Number of   bytes received from the availability replica per second. Pings and status updates will generate network traffic even on databases with no user updates.

 

The key to understanding this counter is that the traffic is per database.  On one customer project with 40 databases in one availability group, this counter was showing about 8k/sec when there was no user traffic.  This consists of bi-directional
ping and status checks.

What does the primary do with this data it gets back from pings and status checks?  It displays the information on the Always On Dashboard. There are two main sources for the dashboard data. 

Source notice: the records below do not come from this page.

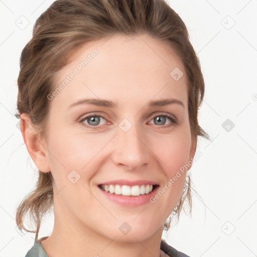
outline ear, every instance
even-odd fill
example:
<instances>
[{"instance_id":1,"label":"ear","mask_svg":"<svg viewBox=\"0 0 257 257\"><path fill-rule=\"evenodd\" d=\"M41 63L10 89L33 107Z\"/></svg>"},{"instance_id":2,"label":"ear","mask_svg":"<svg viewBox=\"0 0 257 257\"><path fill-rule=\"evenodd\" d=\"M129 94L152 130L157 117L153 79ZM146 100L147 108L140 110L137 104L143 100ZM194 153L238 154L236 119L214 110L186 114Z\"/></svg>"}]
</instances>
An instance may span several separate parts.
<instances>
[{"instance_id":1,"label":"ear","mask_svg":"<svg viewBox=\"0 0 257 257\"><path fill-rule=\"evenodd\" d=\"M40 135L35 130L27 113L21 114L20 127L28 152L37 168L43 172L51 171L45 155L47 149L40 141Z\"/></svg>"}]
</instances>

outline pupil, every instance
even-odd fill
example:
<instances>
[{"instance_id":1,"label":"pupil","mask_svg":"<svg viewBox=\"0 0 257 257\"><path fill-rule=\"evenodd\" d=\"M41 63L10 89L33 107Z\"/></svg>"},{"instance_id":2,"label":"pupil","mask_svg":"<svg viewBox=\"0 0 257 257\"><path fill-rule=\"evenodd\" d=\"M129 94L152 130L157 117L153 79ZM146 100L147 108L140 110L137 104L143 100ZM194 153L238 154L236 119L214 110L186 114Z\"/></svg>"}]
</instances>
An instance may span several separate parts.
<instances>
[{"instance_id":1,"label":"pupil","mask_svg":"<svg viewBox=\"0 0 257 257\"><path fill-rule=\"evenodd\" d=\"M158 123L160 124L161 124L161 125L164 125L164 124L165 124L165 121L166 121L166 118L165 117L163 117L163 116L158 116L157 117L156 117L156 120L157 120L158 122Z\"/></svg>"},{"instance_id":2,"label":"pupil","mask_svg":"<svg viewBox=\"0 0 257 257\"><path fill-rule=\"evenodd\" d=\"M91 117L91 118L89 118L89 122L88 123L90 125L98 125L99 119L99 117ZM91 121L92 121L92 123L91 123L90 124Z\"/></svg>"}]
</instances>

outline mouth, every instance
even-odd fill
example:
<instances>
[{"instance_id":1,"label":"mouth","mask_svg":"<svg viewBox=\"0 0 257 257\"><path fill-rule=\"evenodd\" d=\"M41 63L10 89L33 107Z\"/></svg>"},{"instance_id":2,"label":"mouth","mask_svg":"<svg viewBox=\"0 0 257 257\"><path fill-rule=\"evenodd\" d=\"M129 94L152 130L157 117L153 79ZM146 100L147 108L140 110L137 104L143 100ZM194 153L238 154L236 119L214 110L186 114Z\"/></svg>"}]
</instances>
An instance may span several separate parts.
<instances>
[{"instance_id":1,"label":"mouth","mask_svg":"<svg viewBox=\"0 0 257 257\"><path fill-rule=\"evenodd\" d=\"M114 195L126 196L139 196L147 195L159 187L158 185L144 184L136 185L133 186L119 184L100 184L98 187L102 190Z\"/></svg>"}]
</instances>

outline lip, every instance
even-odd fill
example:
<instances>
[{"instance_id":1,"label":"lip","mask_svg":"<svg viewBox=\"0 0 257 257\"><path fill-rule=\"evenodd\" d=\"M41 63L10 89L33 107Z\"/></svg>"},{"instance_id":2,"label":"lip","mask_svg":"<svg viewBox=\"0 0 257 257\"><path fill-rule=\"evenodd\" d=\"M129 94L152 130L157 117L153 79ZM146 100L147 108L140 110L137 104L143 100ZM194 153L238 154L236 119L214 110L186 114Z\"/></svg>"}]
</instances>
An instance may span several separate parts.
<instances>
[{"instance_id":1,"label":"lip","mask_svg":"<svg viewBox=\"0 0 257 257\"><path fill-rule=\"evenodd\" d=\"M101 184L99 184L98 186L101 185L125 185L126 186L133 186L141 185L157 185L156 182L151 181L150 180L127 180L126 179L120 179L118 180L112 180L111 181L108 181L107 182L103 182Z\"/></svg>"},{"instance_id":2,"label":"lip","mask_svg":"<svg viewBox=\"0 0 257 257\"><path fill-rule=\"evenodd\" d=\"M119 183L120 182L120 181L119 180L118 181ZM141 181L141 185L144 185L145 182L143 182L142 181ZM113 182L114 181L112 181L111 183L110 183L109 184L115 184ZM115 183L116 183L116 184L119 184L119 183L117 183L116 182ZM123 184L123 183L124 182L122 182L121 185L126 185L126 184ZM133 184L132 185L135 185L135 182L133 182ZM137 183L138 183L138 181ZM148 183L149 183L149 181L148 181L147 184ZM151 184L155 185L156 186L154 187L154 189L151 193L144 195L140 195L138 196L115 195L114 193L111 194L110 193L105 192L104 190L103 190L100 188L100 186L98 186L97 188L101 193L103 194L108 200L122 206L132 207L142 206L146 204L150 203L150 198L152 197L156 194L157 190L159 187L159 186L156 184ZM104 185L107 185L107 184L104 184ZM126 184L126 185L128 185L127 184ZM139 184L137 184L136 185L139 185Z\"/></svg>"}]
</instances>

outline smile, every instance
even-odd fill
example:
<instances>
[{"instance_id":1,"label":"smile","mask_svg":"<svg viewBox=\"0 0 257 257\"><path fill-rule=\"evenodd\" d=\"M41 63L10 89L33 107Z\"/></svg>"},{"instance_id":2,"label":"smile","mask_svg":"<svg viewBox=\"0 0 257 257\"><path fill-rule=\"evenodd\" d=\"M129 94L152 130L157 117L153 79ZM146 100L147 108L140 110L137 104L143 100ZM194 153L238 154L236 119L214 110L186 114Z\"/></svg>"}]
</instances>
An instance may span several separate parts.
<instances>
[{"instance_id":1,"label":"smile","mask_svg":"<svg viewBox=\"0 0 257 257\"><path fill-rule=\"evenodd\" d=\"M138 185L133 186L115 184L99 185L99 187L102 190L110 194L133 196L150 194L156 186L157 186L157 185L150 184Z\"/></svg>"}]
</instances>

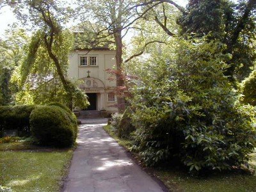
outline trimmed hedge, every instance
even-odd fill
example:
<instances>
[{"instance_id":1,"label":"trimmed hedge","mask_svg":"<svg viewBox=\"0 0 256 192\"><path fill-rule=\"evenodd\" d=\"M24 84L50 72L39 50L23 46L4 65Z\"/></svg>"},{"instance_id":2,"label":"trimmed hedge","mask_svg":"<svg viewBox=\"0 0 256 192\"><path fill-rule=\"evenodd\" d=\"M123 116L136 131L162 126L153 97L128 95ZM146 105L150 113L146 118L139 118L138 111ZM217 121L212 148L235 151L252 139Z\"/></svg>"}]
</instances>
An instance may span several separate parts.
<instances>
[{"instance_id":1,"label":"trimmed hedge","mask_svg":"<svg viewBox=\"0 0 256 192\"><path fill-rule=\"evenodd\" d=\"M70 109L68 109L65 105L60 102L52 102L47 104L47 106L54 106L61 108L62 109L64 109L66 112L68 113L70 116L68 116L68 118L70 119L71 123L72 124L73 129L75 131L76 138L77 136L77 118L71 111Z\"/></svg>"},{"instance_id":2,"label":"trimmed hedge","mask_svg":"<svg viewBox=\"0 0 256 192\"><path fill-rule=\"evenodd\" d=\"M17 129L19 134L29 134L29 116L35 106L0 106L0 131Z\"/></svg>"},{"instance_id":3,"label":"trimmed hedge","mask_svg":"<svg viewBox=\"0 0 256 192\"><path fill-rule=\"evenodd\" d=\"M68 109L65 105L64 105L63 104L62 104L60 102L52 102L49 103L47 104L47 106L58 106L58 107L61 108L61 109L65 110L67 112L68 112L70 114L72 113L70 109Z\"/></svg>"},{"instance_id":4,"label":"trimmed hedge","mask_svg":"<svg viewBox=\"0 0 256 192\"><path fill-rule=\"evenodd\" d=\"M32 135L40 145L70 146L75 142L77 132L74 116L59 106L38 106L30 115Z\"/></svg>"},{"instance_id":5,"label":"trimmed hedge","mask_svg":"<svg viewBox=\"0 0 256 192\"><path fill-rule=\"evenodd\" d=\"M131 115L133 113L130 107L127 107L118 123L118 135L119 137L129 139L131 133L135 131L134 126L131 124Z\"/></svg>"}]
</instances>

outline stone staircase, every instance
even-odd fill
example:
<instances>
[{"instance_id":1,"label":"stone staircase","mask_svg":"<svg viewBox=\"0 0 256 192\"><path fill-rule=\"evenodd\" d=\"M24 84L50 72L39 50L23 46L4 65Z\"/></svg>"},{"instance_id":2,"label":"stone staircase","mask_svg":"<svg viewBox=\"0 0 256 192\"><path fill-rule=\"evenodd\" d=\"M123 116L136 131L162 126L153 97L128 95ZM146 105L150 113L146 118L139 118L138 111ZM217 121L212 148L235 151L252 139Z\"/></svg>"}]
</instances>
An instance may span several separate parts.
<instances>
[{"instance_id":1,"label":"stone staircase","mask_svg":"<svg viewBox=\"0 0 256 192\"><path fill-rule=\"evenodd\" d=\"M80 111L78 118L103 118L100 116L99 111Z\"/></svg>"}]
</instances>

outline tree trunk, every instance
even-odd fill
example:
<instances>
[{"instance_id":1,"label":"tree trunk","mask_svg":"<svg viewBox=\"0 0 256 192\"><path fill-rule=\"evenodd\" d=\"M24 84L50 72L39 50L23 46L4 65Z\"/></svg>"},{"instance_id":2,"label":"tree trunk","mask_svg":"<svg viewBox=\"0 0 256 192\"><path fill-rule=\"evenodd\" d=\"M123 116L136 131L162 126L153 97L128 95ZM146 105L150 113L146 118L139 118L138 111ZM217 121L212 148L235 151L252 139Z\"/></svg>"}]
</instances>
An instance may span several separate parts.
<instances>
[{"instance_id":1,"label":"tree trunk","mask_svg":"<svg viewBox=\"0 0 256 192\"><path fill-rule=\"evenodd\" d=\"M116 32L114 33L115 41L116 42L116 70L121 72L121 65L122 63L122 28L116 29ZM124 86L124 79L122 75L116 74L116 88L118 89L121 86ZM124 97L123 95L117 96L117 106L119 113L123 113L125 109L125 104Z\"/></svg>"},{"instance_id":2,"label":"tree trunk","mask_svg":"<svg viewBox=\"0 0 256 192\"><path fill-rule=\"evenodd\" d=\"M50 44L48 43L46 36L44 37L44 41L45 41L45 46L47 49L48 54L49 54L50 58L53 60L53 61L55 64L55 67L57 69L58 75L59 76L59 77L60 79L60 81L61 81L61 83L64 87L65 90L67 93L68 108L70 110L72 110L72 108L73 108L72 93L70 92L70 89L68 86L68 82L65 78L64 74L61 70L61 67L60 67L60 61L58 60L56 55L52 52L52 49L51 49L51 42L50 42Z\"/></svg>"}]
</instances>

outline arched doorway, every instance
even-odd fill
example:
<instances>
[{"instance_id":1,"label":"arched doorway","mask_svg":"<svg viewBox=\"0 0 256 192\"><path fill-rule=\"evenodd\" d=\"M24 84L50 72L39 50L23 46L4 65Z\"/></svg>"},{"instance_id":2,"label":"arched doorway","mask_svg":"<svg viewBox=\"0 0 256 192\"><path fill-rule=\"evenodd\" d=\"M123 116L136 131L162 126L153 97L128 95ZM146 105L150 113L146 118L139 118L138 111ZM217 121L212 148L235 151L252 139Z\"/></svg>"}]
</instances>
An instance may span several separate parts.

  1. sys.dm_hadr_database_replica_states.  This runs every second unless the primary is too busy, then it will run as soon as it can. This is used to display the information from the latest status checks, but does not drive any network traffic.
  2. sp_server_diagnostics. It is called by the Availability Group (AG) Resource DLL, which is only run on the AG primary node and only connects to the local instance.  It does not contribute to the network traffic mentioned above, but is useful to know that it is running periodically according to the HEALTH_CHECK_TIMEOUT setting.   All the Availability Groups on one instance share a single resource DLL.

Hopefully, with this information you will be able to understand why the Bytes Received from Replica/sec counter is showing activity even when there is no user activity.